Eventually, a new service pack or new version of Windows would come along that would completely break the software, and there wasn’t much else we could tell those guys besides “well, you need to upgrade.” The customers would get mad and stomp their feet and demand that we fix it right away, but 95% of the time, that wasn’t going to happen. If the customer didn’t upgrade, they were out of luck. On a certain level, I can understand the desire to not change something that works (heck, I still use Microsoft Money 2000 and WinAmp 2.9), but at the same time, nearly all computer software will eventually go off into the night of obsolescence because eventually the developer will decide that it isn’t worth the expense of continuing development and support.
One common customer response I would hear (and still do) to this situation was that we were awful people that wanted them to spend more money. To that, I say: I’m sorry, but this is a BUSINESS, it exists to create a product, provide a service, and make money. If we don’t make money by releasing new products and lose money by devoting too many resources to old software, we go out of business and all lose our jobs. Yeah, it royally sucks for users (I myself had a printer that was ‘orphaned’ when Windows Vista came around) but it is a necessary part of the software “circle of life.”
At least that’s how it should work, but instead, many companies insist on continuing to support outdated software, and continue to sell it in many cases. The end result is that tech support gets driven bonkers trying to support the old stuff on top of all the new stuff that comes out and it can get overwhelming. It also results in poorer customer service because techs have to take extra customer time to dig into knowledgebases and ask senior techs about programs that were written for Windows 95.
This is one of the few things I love about Apple. Instead of letting software linger around and stink up the place like old cheese, they have the cojones to tell their customers that the bar is closing, its lights out, so go to the newer nicer bar down the street or go home. They did it when they nuked support for ‘classic’ Mac applications in Leopard, and again by no longer supporting PowerPC applications in Lion. In both cases they waited until four years until after the product was discontinued before pulling the plug and did not hesitate to do so.

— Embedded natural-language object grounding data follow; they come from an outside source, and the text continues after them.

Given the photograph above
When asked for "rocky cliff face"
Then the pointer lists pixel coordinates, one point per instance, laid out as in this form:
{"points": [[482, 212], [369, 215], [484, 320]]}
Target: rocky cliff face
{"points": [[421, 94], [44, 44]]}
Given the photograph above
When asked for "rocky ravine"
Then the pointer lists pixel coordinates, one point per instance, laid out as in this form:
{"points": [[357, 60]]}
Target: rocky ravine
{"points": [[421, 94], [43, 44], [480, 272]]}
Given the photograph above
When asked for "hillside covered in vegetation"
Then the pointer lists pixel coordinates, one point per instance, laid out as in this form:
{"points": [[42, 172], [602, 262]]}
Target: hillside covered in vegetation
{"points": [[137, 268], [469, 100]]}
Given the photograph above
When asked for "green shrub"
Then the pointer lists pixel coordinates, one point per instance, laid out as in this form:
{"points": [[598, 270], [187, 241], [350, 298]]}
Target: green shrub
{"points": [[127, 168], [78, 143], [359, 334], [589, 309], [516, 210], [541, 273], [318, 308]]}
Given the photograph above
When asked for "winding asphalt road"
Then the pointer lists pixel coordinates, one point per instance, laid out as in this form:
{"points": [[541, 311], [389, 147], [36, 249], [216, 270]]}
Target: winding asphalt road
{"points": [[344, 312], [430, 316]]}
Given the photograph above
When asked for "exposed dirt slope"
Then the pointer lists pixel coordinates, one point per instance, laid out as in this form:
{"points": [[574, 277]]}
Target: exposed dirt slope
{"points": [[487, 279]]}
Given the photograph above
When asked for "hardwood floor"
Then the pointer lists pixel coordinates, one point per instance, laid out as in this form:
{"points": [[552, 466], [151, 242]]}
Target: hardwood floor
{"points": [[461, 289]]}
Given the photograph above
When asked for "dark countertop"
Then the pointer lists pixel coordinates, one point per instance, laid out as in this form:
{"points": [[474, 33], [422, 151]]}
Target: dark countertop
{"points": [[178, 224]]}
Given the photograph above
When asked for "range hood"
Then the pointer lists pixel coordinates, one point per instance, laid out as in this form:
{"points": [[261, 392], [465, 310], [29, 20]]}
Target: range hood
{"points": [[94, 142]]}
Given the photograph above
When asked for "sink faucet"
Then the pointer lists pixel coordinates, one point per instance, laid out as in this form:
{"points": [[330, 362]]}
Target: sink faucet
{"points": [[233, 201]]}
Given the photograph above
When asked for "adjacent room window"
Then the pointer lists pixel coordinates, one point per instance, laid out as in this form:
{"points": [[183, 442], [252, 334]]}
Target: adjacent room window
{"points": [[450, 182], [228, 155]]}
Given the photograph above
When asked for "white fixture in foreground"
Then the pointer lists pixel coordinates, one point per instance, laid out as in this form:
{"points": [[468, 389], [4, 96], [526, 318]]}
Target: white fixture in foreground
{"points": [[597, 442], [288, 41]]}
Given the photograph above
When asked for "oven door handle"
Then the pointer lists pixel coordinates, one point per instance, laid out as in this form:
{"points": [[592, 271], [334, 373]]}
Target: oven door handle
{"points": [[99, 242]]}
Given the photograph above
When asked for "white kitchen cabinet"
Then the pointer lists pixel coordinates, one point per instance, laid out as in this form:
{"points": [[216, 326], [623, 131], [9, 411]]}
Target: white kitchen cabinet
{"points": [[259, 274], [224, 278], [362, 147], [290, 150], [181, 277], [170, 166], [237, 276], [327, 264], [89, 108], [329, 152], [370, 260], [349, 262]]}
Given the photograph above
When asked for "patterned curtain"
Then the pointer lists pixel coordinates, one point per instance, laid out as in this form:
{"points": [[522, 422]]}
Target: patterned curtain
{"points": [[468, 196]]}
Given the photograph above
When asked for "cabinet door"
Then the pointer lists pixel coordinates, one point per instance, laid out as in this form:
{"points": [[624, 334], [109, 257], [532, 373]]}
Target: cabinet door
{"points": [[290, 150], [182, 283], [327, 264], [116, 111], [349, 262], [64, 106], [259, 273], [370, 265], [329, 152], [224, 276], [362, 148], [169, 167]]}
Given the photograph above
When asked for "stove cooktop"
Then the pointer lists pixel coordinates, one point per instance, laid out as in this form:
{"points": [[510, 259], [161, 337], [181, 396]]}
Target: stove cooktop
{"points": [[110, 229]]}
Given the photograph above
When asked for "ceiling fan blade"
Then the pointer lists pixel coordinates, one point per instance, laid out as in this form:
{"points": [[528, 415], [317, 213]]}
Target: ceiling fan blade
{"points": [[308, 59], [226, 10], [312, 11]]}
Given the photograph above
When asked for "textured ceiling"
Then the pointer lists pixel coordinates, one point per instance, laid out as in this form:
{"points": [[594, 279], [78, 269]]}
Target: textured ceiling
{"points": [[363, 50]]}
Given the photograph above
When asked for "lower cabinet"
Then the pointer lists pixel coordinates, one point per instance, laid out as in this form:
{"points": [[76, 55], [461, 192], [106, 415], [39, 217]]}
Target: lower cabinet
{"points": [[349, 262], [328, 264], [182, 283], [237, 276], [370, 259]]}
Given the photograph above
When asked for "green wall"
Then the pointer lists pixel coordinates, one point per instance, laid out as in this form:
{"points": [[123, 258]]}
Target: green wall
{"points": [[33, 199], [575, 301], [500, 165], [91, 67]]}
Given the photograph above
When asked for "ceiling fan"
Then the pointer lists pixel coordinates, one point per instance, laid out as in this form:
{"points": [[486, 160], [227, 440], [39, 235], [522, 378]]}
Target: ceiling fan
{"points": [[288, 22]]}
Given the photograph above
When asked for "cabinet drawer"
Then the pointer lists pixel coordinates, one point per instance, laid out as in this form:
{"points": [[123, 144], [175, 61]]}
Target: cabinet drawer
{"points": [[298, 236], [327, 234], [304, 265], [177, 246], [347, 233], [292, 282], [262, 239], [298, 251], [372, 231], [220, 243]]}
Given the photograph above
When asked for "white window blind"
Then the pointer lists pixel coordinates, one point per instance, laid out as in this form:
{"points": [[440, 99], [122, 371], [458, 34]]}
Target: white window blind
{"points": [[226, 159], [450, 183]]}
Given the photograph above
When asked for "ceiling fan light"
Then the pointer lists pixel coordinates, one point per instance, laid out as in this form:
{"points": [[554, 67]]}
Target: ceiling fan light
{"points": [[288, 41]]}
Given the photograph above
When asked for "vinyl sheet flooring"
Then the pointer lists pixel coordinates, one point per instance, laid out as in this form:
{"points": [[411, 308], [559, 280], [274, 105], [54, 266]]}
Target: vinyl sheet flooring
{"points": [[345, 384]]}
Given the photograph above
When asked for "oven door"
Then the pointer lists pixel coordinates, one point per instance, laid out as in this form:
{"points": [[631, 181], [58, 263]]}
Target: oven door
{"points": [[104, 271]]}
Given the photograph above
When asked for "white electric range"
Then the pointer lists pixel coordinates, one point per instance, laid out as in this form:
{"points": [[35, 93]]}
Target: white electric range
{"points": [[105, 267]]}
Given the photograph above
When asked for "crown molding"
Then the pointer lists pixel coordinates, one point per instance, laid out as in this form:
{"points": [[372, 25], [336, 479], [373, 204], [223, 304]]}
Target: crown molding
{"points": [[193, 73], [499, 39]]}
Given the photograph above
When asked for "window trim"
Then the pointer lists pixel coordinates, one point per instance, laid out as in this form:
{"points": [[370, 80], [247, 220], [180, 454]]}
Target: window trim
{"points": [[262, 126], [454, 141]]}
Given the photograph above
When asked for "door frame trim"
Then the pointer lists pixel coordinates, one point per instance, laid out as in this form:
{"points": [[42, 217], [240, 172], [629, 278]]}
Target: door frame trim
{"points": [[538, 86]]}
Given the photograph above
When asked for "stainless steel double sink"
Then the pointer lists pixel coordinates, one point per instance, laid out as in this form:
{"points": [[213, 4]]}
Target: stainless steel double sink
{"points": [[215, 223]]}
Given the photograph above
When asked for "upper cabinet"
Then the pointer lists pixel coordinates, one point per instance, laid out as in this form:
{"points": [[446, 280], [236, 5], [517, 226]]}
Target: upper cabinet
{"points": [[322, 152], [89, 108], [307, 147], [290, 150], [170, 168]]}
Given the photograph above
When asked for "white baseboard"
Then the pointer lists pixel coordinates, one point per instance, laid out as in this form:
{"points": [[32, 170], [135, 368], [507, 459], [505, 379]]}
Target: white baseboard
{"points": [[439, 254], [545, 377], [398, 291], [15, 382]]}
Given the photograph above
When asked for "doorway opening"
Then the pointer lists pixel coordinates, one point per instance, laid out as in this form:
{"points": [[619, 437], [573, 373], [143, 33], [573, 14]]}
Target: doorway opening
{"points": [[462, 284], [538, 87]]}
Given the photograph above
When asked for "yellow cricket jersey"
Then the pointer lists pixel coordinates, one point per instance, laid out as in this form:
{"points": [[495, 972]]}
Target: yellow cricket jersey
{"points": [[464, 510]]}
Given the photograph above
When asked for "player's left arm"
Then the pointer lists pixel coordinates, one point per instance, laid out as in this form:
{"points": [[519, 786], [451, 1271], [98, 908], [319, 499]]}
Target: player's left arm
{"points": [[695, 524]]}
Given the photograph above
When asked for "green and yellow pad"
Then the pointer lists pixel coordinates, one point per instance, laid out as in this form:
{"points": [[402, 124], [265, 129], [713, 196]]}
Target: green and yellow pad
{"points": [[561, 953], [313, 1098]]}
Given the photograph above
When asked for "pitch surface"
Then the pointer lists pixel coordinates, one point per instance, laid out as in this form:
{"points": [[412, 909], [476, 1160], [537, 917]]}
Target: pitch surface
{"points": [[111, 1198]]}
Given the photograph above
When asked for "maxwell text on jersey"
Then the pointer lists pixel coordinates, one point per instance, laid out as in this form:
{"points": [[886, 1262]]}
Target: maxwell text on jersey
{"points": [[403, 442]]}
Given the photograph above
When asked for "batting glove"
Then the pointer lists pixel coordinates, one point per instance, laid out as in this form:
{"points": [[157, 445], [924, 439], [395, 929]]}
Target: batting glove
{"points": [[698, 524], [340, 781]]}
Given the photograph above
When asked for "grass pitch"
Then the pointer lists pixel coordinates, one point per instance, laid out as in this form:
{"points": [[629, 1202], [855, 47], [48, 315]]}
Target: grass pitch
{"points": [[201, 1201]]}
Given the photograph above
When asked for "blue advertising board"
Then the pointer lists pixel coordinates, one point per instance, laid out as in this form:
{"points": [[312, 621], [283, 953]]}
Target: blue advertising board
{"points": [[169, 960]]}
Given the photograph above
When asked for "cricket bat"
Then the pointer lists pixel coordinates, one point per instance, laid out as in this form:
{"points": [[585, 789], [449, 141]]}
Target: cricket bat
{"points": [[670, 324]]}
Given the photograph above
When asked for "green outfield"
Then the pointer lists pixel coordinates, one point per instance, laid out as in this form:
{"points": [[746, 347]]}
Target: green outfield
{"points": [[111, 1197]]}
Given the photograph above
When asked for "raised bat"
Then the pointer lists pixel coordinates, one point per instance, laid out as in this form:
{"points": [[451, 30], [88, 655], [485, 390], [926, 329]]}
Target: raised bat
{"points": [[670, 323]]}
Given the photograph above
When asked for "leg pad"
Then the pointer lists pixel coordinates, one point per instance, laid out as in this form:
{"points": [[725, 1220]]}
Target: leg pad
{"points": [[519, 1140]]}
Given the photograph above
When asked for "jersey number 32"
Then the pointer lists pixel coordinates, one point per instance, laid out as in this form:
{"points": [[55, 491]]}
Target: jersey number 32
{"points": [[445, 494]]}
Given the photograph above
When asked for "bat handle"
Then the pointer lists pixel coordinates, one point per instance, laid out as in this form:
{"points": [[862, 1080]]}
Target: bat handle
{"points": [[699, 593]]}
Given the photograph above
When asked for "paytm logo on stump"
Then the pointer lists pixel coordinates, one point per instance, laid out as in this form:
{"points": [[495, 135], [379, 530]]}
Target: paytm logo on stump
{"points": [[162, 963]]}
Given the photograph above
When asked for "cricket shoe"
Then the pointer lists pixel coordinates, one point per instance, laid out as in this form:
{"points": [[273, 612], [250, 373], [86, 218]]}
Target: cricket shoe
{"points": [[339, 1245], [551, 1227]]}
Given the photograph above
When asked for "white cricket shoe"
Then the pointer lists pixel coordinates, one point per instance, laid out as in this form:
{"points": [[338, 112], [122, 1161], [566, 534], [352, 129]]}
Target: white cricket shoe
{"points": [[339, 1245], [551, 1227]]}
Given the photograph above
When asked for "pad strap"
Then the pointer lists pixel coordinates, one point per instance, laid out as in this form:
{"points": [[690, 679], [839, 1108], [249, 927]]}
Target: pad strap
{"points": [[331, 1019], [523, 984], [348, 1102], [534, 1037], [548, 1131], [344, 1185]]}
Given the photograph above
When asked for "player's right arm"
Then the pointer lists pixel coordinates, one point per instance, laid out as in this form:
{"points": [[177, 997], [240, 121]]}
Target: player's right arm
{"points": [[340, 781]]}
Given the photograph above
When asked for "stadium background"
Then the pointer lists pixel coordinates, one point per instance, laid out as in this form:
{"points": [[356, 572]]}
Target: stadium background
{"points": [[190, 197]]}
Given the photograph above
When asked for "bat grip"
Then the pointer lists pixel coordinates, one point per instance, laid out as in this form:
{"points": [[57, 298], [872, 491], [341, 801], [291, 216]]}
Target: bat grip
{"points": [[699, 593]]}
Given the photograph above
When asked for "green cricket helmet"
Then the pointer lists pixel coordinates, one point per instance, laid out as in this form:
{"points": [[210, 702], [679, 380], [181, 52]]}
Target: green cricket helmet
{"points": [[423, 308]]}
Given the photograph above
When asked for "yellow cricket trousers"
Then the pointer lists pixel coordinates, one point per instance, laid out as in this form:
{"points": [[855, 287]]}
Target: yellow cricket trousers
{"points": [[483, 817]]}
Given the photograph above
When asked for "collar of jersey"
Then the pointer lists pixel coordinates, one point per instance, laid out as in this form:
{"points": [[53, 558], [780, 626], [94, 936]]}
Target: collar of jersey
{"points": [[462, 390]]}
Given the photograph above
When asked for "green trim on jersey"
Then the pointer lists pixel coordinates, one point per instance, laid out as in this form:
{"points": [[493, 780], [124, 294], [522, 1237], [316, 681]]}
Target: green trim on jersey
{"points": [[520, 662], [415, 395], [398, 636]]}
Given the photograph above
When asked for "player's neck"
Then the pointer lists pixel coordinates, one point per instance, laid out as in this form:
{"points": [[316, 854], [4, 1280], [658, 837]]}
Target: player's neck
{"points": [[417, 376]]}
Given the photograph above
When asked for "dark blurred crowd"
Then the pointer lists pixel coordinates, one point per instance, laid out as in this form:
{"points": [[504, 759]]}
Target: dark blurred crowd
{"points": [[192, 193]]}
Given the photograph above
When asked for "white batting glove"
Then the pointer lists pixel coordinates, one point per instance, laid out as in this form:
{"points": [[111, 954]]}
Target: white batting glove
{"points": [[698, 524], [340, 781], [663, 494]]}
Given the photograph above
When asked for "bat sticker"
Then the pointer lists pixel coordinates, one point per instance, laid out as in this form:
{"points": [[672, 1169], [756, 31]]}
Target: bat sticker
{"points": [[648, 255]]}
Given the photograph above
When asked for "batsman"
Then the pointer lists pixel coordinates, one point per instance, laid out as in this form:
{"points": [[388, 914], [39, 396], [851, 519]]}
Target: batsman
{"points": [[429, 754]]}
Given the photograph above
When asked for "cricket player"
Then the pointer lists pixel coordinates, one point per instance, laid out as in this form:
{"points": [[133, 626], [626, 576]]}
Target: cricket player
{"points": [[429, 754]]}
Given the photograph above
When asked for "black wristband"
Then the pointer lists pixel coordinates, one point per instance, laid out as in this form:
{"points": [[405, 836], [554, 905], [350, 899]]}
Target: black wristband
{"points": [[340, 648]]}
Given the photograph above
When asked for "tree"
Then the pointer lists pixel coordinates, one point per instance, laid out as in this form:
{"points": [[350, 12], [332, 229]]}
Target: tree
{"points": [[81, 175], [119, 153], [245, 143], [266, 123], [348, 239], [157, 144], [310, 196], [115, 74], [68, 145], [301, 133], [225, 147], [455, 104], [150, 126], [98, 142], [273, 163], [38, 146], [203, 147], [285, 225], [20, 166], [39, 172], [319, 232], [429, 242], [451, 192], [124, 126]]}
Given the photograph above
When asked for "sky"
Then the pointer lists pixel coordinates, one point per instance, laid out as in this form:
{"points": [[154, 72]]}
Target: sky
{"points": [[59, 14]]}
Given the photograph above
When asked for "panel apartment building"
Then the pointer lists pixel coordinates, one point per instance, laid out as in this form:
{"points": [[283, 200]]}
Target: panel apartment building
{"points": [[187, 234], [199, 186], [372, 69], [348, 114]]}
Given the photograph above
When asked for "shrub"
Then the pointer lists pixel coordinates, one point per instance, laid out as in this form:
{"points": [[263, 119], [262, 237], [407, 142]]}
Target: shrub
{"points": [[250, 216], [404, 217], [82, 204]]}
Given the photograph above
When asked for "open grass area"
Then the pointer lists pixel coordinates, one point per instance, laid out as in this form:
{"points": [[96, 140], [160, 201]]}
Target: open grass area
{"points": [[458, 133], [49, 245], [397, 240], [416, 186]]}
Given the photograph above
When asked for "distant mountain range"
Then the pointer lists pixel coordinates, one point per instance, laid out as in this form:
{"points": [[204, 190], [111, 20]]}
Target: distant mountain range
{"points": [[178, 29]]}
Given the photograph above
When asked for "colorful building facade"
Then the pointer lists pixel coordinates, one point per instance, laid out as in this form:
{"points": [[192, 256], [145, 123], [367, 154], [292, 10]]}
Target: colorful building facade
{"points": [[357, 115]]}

In the short term, yes, some customers will be upset and some will go to competitors, but in the long-term, the company can continue to move forward as opposed to having the dead weight of zombie software hanging around their necks like an albatross. I guess we can put this in the “painfully obvious observation that senior management never gets” file. I can’t wait to see what happens when Windows XP support goes away in 2014…or maybe I can.